RESULTS: 908 patients were randomized between January 2005 and October 2008, 454 to imatinib and 454 to observation. 835 patients were eligible. With a median follow-up of 9.1 years, 5 (10)-year IFFS was 87% (75%) in the imatinib arm versus 83% (74%) in the control arm (HR=0.87, 95.7% CI [0.65; 1.15], p=0.31); RFS was 70% versus 63% at 5 years and 63% vs 61% at 10 years, (HR=0.71, 95% CI [0.57; 0.89], p=0.002); OS was 93% versus 92% at 5 years and 80% versus 78% at 10 years (HR=0.88, 95% CI [0.65; 1.21], p=0.43). Among 526 patients with high-risk GIST by local pathology, 10-year IFFS and RFS were 69% versus 61%, and 48% versus 43%, respectively.

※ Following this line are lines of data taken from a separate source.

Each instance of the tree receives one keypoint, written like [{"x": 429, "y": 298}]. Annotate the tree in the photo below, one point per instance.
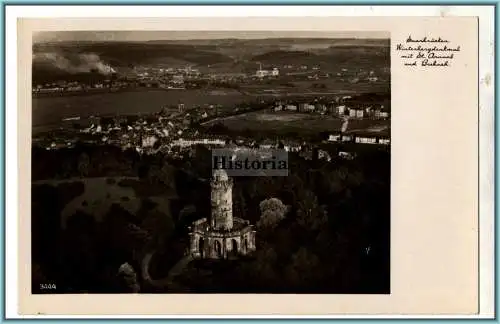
[
  {"x": 310, "y": 215},
  {"x": 272, "y": 212},
  {"x": 128, "y": 278},
  {"x": 83, "y": 164},
  {"x": 304, "y": 269}
]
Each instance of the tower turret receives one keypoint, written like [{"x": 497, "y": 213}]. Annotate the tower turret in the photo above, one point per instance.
[{"x": 222, "y": 201}]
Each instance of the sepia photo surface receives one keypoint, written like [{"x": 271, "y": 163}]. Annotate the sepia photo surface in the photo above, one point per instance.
[
  {"x": 126, "y": 126},
  {"x": 204, "y": 169}
]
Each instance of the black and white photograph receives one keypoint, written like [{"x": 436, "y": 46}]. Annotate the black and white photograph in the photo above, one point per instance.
[{"x": 211, "y": 162}]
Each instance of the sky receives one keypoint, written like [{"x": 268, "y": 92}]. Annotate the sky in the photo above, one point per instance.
[{"x": 184, "y": 35}]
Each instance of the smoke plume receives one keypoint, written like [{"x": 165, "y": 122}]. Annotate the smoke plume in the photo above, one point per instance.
[{"x": 73, "y": 63}]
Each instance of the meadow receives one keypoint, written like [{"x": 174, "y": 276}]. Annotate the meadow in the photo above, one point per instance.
[{"x": 303, "y": 123}]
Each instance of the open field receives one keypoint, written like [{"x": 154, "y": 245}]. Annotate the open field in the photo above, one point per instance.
[
  {"x": 298, "y": 122},
  {"x": 100, "y": 193},
  {"x": 53, "y": 109}
]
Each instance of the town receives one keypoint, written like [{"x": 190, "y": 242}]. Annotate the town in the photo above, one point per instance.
[{"x": 125, "y": 197}]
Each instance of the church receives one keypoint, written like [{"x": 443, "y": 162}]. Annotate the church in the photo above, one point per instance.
[{"x": 222, "y": 236}]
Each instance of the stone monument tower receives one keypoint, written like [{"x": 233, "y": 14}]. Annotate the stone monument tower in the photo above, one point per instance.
[
  {"x": 222, "y": 236},
  {"x": 222, "y": 201}
]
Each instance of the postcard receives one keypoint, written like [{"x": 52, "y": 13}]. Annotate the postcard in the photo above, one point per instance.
[{"x": 253, "y": 165}]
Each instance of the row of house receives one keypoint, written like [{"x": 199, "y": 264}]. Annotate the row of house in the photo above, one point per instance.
[
  {"x": 360, "y": 139},
  {"x": 340, "y": 110}
]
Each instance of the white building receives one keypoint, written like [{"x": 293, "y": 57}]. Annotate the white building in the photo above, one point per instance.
[
  {"x": 366, "y": 140},
  {"x": 340, "y": 110}
]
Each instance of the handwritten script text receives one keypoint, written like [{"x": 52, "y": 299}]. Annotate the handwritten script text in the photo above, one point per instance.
[{"x": 427, "y": 52}]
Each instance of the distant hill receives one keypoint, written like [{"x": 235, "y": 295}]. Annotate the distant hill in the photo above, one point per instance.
[{"x": 53, "y": 60}]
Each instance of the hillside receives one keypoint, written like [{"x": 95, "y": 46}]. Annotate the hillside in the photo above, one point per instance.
[{"x": 53, "y": 60}]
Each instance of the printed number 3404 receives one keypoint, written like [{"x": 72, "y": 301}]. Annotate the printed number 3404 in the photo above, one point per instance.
[{"x": 47, "y": 286}]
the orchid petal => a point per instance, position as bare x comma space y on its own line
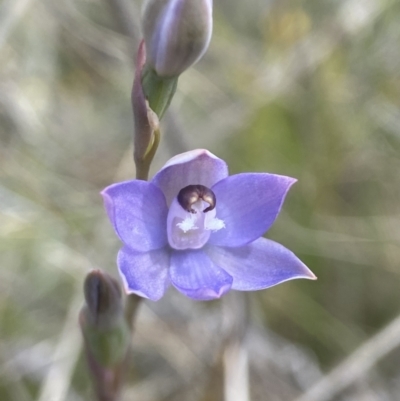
248, 204
144, 273
261, 264
196, 276
138, 212
190, 168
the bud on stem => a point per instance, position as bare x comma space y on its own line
105, 332
177, 33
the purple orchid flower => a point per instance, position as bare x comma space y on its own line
196, 227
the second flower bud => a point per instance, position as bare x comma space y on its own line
176, 33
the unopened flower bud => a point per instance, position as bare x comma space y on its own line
103, 298
176, 33
102, 321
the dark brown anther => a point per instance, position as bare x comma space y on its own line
192, 193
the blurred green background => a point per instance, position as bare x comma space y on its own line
309, 89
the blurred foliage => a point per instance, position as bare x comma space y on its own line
297, 87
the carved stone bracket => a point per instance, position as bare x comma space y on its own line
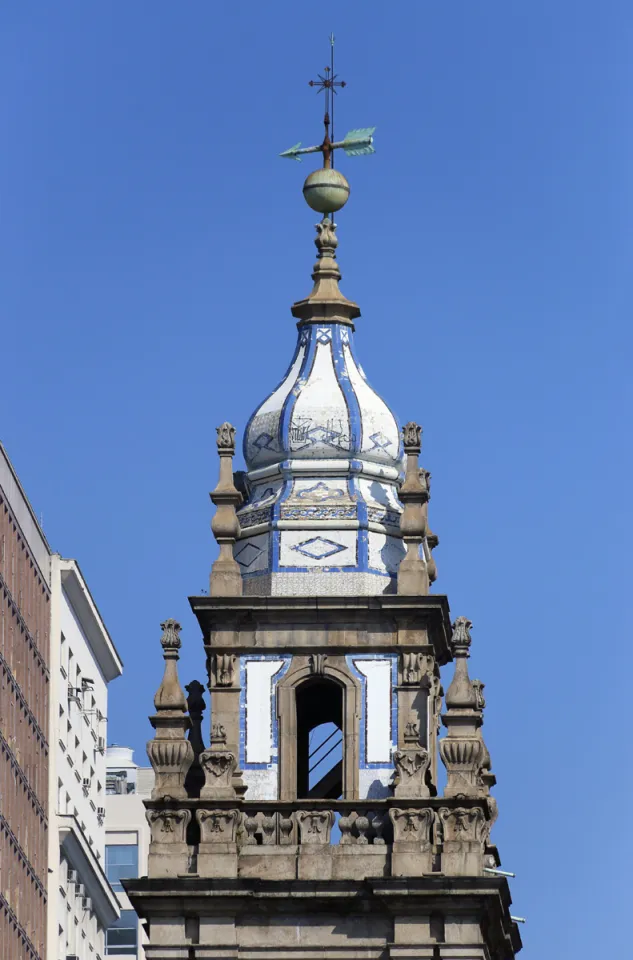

CONCLUSIONS: With 9.1 years of follow-up, a trend toward better long-term IFFS in imatinib-treated patients was observed in the high-risk subgroup. Although the difference was not statistically significant and the surrogacy value of such an end-point is not validated, this may be seen as supporting the results reported by the Scandinavian/German trial, showing a sustained small but significant long-term OS benefit in high risk GIST patients treated with 3 years of adjuvant imatinib.